The Cost of Malpractice Suits is Not Significant
According to Business Week, malpractice payouts by physicians and their insurers amounted to less than 1% of the country's overall health care cost. So, let's begin with a reality check. Malpractice suits are simply not a significant driver of health care costs.
There Are a Lot of Medical Errors
Medical errors happen far more often than most of us would like to consider. In a recent study, 35% of physicians reported errors in their own or a family member's care. The New England Journal of Medicine reports that there are 1,500 cases a year of foreign objects that are left in a person's body during surgery.

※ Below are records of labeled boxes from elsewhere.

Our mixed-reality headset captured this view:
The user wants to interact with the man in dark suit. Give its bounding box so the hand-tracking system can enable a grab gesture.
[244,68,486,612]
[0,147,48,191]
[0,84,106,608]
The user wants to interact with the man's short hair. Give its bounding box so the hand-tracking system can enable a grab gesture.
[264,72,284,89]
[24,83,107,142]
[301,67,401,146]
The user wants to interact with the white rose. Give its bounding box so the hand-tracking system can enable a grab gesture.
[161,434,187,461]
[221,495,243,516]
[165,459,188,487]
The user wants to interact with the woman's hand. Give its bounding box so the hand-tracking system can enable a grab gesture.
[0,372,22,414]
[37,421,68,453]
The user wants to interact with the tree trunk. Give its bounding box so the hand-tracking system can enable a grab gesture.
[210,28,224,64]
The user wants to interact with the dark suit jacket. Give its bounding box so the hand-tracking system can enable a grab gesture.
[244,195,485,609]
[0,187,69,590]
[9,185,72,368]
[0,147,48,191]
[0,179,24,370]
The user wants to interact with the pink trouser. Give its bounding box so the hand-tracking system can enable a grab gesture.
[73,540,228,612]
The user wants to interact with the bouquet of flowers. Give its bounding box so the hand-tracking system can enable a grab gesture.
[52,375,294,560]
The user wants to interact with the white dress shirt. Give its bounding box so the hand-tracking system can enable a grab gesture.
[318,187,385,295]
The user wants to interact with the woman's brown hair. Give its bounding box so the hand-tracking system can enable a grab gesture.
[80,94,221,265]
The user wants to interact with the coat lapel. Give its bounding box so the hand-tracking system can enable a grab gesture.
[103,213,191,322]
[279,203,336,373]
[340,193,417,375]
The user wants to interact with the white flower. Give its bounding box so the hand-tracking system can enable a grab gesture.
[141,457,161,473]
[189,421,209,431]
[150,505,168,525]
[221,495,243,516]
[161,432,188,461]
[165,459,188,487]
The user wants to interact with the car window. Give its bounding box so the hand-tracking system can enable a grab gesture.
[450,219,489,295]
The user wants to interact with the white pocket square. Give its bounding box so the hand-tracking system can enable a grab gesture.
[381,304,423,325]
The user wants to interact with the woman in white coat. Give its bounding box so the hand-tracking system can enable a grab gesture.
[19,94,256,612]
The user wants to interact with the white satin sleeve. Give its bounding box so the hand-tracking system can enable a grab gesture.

The Results of Medical Errors Can be Profound
The consequences of medical errors can be profound. In 1999, the Institute of Medicine said that preventable medical errors were the eighth leading cause of death. One physician, Lucien Leape, M.D. estimated that medical errors may actually be the third leading cause of death in the United States. There may be as many as 98,000 deaths per year in hospitals alone as a result of medical errors.
Most People Aren't Told About Medical Errors
Only 30% of patients harmed by a medical error were told of the problem by the professional responsible for the mistake, according to the New England Journal of Medicine. Thus, most people who suspect they have been a victim of medical negligence have to sue to find out if it's true.
Doctors Are Not Policing Themselves
Doctors are not policing themselves nor are the states charged with regulating the profession. Fewer than .25% (that's 1/4 of one percent) of licensed physicians face any serious state sanction in any given year. In 1999, there 2,696 serious state disciplinary actions instituted by the states, this despite the fact that it is believed that 98,000 people die every year as a result of preventable medical errors.
People Injured by Medical Errors Rarely Sue
One Harvard study estimated that only 1 in 7.6 actionable cases is every actually pursued by injured patients.